Так продолжалось довольно долго; большая металлическая птица носилась над лагерем, а Биаджи как сумасшедший бросался от передатчика к приемнику, чтобы вовремя услышать, что сообщат с самолета. Наконец там как бы образумились и стали послушно выполнять каждую команду Биаджи. Трижды повторяемый сигнал из трех точек и одного тире - тройное "V" - передавался вновь и вновь; затем последовал сигнал "ККК" - "сбросить продукты!" Кто-то высунулся из кабины, и из самолета начали падать небольшие предметы. Первое мгновение - стремительно, а потом раскрывались желтовато-серые шелковые парашюты, и падение резко замедлялось.

Нобиле держал компас перед глазами, брал пеленги и быстро записывал в радиожурнал направления, в которых приземлялись пакеты. Моторы ревели над находящимися на льдине повеселевшими людьми, с самолета продолжали сбрасывать пакеты. Потом наконец "Савойя" описала прощальный круг над льдиной, повернула на запад и быстро исчезла в голубом небе, провожаемая жадными взорами шести человек. Все мы свободно могли поместиться в большой летающей лодке, если бы только нашлось подходящее место для ее посадки. Эх, если бы не закрылся прекрасный, прямой и широкий канал к востоку от лагеря, который так мне приглянулся?

Впрочем, теперь у нас не было времени для того, чтобы предаваться грустным мыслям Необходимо было немедленно собрать все сброшенное. Разделили между собой обязанности. Вильери и Биаджи, руководствуясь записями Нобиле, искали свертки и складывали их на полпути к лагерю, а я и Трояни переносили их оттуда к палатке. К сожалению, многие из сброшенных пакетов упали в каналы с открытой водой и утонули или же были сброшены так далеко, что приблизительное направление, отмеченное по компасу Нобиле, не давало возможности их отыскать.

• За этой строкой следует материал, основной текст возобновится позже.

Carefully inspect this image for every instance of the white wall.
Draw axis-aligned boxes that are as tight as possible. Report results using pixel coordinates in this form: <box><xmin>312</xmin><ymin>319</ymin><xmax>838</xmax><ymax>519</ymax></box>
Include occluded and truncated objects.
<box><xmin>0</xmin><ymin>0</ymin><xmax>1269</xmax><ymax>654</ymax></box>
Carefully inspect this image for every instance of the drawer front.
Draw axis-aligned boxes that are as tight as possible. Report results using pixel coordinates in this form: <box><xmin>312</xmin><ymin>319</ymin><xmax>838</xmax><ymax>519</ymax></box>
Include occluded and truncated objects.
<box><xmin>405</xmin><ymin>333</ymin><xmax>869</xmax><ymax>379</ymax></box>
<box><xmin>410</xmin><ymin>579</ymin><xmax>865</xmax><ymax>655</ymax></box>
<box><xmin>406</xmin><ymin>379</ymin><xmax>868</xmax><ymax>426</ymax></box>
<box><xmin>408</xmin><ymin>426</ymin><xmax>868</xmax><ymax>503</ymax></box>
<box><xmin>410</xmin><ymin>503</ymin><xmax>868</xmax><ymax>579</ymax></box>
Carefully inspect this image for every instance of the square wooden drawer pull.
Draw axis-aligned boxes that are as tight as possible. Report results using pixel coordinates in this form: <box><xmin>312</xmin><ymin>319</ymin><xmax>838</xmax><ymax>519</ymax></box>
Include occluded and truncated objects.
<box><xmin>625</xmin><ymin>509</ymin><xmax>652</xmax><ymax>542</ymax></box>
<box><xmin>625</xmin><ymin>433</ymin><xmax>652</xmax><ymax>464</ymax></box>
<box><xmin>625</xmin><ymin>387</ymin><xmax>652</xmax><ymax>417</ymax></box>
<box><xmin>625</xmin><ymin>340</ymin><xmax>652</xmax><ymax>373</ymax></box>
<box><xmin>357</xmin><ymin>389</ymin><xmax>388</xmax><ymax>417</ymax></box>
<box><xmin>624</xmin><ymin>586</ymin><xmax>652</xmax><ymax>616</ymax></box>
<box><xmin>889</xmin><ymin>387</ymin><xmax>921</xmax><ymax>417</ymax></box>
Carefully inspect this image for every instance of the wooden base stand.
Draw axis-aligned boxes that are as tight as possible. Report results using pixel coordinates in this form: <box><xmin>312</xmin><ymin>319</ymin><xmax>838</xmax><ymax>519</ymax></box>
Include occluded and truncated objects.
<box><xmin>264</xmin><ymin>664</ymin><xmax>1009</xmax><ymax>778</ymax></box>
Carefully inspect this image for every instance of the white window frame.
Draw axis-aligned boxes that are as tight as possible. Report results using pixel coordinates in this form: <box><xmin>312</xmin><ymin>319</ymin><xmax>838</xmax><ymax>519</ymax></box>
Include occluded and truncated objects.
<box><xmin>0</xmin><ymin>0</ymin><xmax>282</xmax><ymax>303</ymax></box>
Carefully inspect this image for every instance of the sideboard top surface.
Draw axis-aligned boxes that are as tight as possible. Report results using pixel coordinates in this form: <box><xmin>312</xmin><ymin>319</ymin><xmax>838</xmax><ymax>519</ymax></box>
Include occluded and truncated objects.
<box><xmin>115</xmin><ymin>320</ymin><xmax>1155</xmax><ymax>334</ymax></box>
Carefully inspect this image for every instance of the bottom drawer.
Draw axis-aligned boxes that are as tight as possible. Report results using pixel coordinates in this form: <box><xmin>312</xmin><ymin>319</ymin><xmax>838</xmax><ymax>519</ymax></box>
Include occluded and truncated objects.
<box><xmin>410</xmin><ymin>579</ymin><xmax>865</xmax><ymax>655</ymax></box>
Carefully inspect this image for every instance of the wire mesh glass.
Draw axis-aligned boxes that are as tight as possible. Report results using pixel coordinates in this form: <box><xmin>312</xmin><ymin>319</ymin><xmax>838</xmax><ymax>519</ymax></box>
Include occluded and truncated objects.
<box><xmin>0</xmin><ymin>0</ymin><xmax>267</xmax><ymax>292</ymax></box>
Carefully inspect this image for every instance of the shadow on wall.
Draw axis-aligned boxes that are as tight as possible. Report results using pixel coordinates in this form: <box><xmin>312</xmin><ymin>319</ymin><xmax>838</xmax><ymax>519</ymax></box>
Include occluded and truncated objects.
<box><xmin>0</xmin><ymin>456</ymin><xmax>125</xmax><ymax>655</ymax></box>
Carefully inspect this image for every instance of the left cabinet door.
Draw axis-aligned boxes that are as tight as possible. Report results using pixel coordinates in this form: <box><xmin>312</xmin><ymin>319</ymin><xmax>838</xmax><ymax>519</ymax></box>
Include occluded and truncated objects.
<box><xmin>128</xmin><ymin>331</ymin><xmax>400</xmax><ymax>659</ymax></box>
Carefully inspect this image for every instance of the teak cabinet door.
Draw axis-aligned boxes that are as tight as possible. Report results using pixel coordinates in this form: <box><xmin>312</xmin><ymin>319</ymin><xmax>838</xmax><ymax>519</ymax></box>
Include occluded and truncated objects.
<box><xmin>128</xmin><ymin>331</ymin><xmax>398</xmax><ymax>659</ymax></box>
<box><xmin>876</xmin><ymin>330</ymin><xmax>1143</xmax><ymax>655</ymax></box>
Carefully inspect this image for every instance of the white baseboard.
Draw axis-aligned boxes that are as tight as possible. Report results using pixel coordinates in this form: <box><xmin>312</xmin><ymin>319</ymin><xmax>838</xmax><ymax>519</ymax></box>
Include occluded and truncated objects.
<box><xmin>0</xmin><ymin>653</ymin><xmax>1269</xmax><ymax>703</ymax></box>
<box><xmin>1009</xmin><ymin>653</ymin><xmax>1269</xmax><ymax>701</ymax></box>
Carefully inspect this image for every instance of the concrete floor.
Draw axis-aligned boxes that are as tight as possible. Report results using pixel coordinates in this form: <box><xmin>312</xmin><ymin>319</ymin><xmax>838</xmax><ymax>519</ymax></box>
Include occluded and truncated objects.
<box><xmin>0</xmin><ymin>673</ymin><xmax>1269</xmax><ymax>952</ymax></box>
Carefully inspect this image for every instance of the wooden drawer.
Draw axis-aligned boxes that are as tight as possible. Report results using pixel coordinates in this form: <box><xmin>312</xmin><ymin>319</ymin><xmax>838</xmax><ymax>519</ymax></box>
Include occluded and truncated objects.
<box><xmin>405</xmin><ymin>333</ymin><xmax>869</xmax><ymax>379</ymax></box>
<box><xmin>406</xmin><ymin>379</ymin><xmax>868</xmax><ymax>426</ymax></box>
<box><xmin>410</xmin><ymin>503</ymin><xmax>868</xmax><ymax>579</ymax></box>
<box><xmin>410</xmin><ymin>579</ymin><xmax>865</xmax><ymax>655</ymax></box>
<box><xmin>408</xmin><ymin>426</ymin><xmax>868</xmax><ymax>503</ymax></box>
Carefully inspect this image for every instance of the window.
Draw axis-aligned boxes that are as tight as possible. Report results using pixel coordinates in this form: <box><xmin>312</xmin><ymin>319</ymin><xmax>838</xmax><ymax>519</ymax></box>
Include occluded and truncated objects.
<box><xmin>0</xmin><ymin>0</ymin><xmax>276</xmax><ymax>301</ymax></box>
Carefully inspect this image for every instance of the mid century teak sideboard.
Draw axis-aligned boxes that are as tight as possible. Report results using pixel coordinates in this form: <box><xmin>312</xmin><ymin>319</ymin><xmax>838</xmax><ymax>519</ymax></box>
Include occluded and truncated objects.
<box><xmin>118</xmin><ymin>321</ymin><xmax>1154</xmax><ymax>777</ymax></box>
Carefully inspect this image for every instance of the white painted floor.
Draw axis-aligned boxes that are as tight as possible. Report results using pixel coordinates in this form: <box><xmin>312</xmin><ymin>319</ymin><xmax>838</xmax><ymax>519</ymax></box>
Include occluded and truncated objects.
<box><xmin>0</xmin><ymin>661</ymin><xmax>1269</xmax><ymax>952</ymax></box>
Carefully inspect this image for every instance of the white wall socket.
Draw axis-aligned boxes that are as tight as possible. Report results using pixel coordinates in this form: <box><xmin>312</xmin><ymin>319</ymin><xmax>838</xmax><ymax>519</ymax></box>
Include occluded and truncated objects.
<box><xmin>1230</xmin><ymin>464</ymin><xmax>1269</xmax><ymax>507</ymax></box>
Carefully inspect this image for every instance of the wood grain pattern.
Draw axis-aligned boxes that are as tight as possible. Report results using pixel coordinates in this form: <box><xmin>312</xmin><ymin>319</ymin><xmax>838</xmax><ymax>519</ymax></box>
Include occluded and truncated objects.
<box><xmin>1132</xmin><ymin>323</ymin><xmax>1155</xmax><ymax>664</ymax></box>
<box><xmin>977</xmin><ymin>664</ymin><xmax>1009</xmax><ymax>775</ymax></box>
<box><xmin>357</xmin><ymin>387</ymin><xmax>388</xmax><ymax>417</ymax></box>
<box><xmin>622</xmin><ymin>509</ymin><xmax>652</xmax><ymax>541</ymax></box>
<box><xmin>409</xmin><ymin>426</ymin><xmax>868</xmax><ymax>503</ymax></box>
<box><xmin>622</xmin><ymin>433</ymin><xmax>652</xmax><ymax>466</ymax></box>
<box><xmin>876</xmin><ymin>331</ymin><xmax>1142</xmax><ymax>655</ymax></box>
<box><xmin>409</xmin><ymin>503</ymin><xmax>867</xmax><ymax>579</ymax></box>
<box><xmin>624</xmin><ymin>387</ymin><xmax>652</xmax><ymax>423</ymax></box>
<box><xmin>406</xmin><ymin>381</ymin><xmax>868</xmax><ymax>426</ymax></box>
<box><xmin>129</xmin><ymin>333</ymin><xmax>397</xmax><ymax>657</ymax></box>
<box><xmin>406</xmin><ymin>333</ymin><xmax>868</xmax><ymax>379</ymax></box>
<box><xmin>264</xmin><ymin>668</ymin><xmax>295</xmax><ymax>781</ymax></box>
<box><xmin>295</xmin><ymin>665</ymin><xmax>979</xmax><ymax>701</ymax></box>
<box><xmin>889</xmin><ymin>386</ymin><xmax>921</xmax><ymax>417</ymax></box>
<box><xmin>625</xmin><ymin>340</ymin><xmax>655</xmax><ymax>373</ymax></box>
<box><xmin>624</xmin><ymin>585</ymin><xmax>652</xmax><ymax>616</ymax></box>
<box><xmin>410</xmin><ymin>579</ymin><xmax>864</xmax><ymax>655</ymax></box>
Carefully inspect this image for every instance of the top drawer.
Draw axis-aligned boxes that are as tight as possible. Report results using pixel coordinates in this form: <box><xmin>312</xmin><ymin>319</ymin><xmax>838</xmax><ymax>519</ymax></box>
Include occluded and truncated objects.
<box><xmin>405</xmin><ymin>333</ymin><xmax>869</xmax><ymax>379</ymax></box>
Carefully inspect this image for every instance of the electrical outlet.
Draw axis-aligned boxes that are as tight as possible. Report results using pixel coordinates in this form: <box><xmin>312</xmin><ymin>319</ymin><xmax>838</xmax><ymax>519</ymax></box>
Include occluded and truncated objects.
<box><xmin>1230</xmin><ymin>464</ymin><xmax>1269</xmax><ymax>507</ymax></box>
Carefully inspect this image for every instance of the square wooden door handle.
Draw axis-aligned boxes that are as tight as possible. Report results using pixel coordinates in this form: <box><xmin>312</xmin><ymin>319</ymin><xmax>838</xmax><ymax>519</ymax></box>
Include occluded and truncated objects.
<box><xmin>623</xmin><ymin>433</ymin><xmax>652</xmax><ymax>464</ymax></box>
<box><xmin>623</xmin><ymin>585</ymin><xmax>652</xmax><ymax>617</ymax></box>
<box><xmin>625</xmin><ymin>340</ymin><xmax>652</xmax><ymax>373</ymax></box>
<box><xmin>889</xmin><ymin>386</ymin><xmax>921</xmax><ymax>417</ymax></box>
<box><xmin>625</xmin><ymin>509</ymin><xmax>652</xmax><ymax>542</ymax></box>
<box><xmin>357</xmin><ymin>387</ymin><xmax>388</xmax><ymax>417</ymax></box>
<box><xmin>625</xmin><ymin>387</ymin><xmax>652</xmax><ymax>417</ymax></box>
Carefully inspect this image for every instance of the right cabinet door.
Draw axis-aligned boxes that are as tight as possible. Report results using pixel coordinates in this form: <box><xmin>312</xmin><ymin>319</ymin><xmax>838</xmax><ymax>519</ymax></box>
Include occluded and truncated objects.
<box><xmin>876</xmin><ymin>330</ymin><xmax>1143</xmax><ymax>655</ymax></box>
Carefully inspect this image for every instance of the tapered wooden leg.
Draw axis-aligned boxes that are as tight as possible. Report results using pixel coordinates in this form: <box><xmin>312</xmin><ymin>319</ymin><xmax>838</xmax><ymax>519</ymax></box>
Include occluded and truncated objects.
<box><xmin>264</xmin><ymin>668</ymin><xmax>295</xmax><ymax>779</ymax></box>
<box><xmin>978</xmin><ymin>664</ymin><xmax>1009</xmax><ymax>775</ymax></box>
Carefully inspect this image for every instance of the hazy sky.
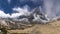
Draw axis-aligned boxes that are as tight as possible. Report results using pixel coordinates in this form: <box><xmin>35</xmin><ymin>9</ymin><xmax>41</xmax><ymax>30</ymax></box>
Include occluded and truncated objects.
<box><xmin>0</xmin><ymin>0</ymin><xmax>43</xmax><ymax>13</ymax></box>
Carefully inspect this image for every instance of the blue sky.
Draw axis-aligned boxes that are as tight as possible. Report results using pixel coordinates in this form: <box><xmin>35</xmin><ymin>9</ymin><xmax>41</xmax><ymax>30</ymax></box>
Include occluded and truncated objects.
<box><xmin>0</xmin><ymin>0</ymin><xmax>43</xmax><ymax>13</ymax></box>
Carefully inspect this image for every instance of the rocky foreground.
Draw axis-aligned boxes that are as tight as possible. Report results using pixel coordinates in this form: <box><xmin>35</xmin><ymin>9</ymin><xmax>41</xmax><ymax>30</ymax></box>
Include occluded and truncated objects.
<box><xmin>8</xmin><ymin>20</ymin><xmax>60</xmax><ymax>34</ymax></box>
<box><xmin>0</xmin><ymin>19</ymin><xmax>60</xmax><ymax>34</ymax></box>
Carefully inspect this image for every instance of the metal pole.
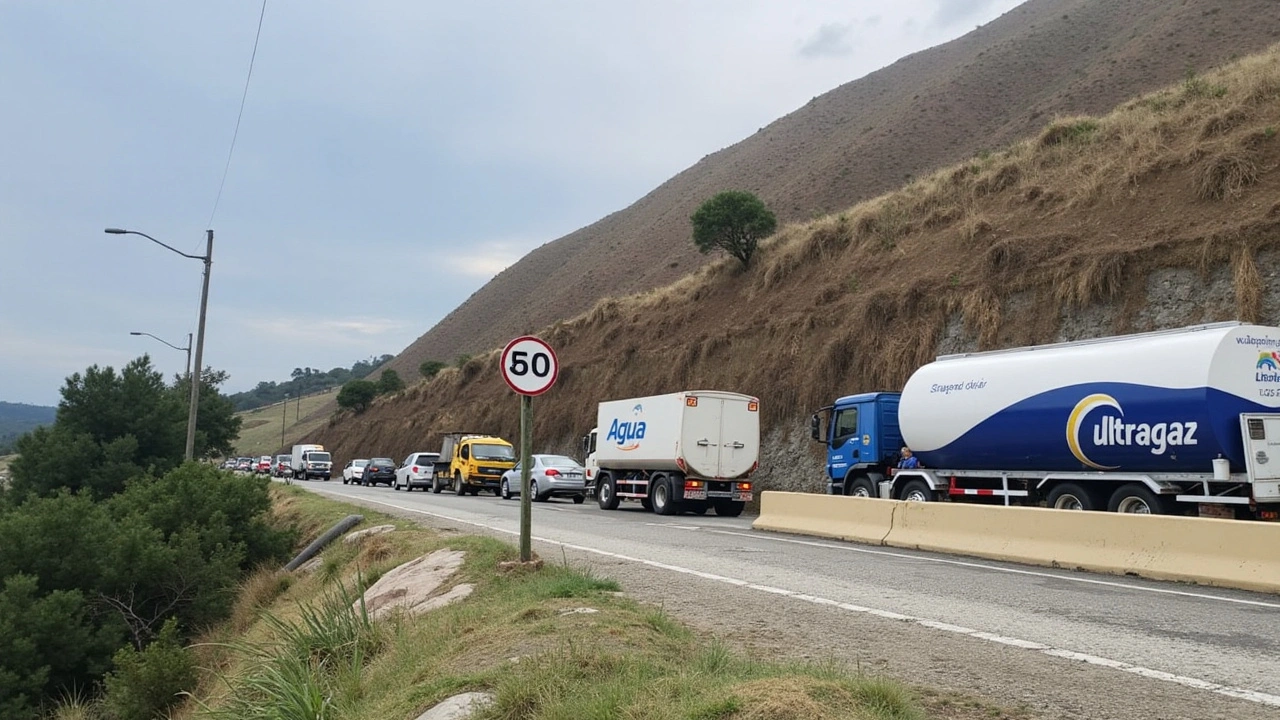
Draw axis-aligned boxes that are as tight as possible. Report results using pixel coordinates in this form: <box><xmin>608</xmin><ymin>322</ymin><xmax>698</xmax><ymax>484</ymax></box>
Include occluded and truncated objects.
<box><xmin>186</xmin><ymin>231</ymin><xmax>214</xmax><ymax>461</ymax></box>
<box><xmin>520</xmin><ymin>395</ymin><xmax>534</xmax><ymax>562</ymax></box>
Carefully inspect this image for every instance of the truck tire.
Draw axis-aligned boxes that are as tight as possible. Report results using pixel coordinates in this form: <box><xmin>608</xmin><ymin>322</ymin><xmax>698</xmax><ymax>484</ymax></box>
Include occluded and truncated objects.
<box><xmin>716</xmin><ymin>500</ymin><xmax>746</xmax><ymax>518</ymax></box>
<box><xmin>845</xmin><ymin>475</ymin><xmax>879</xmax><ymax>497</ymax></box>
<box><xmin>1107</xmin><ymin>483</ymin><xmax>1170</xmax><ymax>515</ymax></box>
<box><xmin>649</xmin><ymin>478</ymin><xmax>680</xmax><ymax>515</ymax></box>
<box><xmin>1044</xmin><ymin>483</ymin><xmax>1101</xmax><ymax>510</ymax></box>
<box><xmin>899</xmin><ymin>480</ymin><xmax>934</xmax><ymax>502</ymax></box>
<box><xmin>595</xmin><ymin>475</ymin><xmax>618</xmax><ymax>510</ymax></box>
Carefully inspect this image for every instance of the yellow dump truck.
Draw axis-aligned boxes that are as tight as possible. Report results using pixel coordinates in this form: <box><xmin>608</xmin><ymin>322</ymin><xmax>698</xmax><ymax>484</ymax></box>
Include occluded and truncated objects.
<box><xmin>431</xmin><ymin>433</ymin><xmax>516</xmax><ymax>495</ymax></box>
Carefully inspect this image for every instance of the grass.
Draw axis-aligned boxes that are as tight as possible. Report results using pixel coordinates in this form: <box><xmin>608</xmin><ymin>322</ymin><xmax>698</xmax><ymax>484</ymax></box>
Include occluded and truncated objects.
<box><xmin>236</xmin><ymin>391</ymin><xmax>337</xmax><ymax>457</ymax></box>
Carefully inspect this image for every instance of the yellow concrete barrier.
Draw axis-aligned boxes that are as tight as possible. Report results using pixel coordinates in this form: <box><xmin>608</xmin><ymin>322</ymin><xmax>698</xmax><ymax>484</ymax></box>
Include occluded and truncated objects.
<box><xmin>751</xmin><ymin>491</ymin><xmax>899</xmax><ymax>544</ymax></box>
<box><xmin>755</xmin><ymin>492</ymin><xmax>1280</xmax><ymax>593</ymax></box>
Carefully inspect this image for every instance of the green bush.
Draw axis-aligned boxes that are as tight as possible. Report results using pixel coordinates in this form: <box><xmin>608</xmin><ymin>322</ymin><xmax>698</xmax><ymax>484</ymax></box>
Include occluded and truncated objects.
<box><xmin>102</xmin><ymin>619</ymin><xmax>198</xmax><ymax>720</ymax></box>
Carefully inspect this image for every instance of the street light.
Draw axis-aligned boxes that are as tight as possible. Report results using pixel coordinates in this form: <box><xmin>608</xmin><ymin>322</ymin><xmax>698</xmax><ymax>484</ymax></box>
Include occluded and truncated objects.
<box><xmin>102</xmin><ymin>228</ymin><xmax>214</xmax><ymax>460</ymax></box>
<box><xmin>129</xmin><ymin>332</ymin><xmax>191</xmax><ymax>375</ymax></box>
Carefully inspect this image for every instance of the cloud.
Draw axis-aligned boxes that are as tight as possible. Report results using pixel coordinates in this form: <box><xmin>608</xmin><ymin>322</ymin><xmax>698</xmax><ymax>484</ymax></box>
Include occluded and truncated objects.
<box><xmin>242</xmin><ymin>315</ymin><xmax>406</xmax><ymax>347</ymax></box>
<box><xmin>933</xmin><ymin>0</ymin><xmax>996</xmax><ymax>27</ymax></box>
<box><xmin>800</xmin><ymin>23</ymin><xmax>854</xmax><ymax>58</ymax></box>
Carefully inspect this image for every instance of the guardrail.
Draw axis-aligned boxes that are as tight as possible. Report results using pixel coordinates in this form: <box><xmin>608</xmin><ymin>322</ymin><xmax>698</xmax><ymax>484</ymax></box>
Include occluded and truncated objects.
<box><xmin>753</xmin><ymin>491</ymin><xmax>1280</xmax><ymax>593</ymax></box>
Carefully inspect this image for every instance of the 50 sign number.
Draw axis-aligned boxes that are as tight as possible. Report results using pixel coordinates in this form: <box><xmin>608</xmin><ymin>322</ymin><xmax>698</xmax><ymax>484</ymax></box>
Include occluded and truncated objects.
<box><xmin>502</xmin><ymin>336</ymin><xmax>559</xmax><ymax>395</ymax></box>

Но, несмотря на это, было собрано довольно много, и четыре человека неустанно переносили к палатке пакеты с парашютами, хотя приходилось двигаться очень медленно и осторожно, обходя трещины, которых было так много вокруг лагеря. Каждый пакет был словно сюрпризным подарком: неизвестно было, что в нем находится. В числе других вещей очень обрадовала всех обувь; хотя это не были высокие сапоги, которые здесь более всего пригодились бы, и не высокие башмаки со шнуровкой, а только ботинки, но они были кожаные, на твердой подошве, способной защитить ноги от острых льдин. Только Вильери очень расстроился, когда, примерив одну пару за другой, убедился, что ни одна не налезает на его большие ноги.

- Не огорчайтесь, - утешал Нобиле. - Мы телеграфируем на "Читта", чтобы для вас достали ботинки самого большого размера, который вообще существует на Шпицбергене; бьюсь об заклад, что вы их натянете.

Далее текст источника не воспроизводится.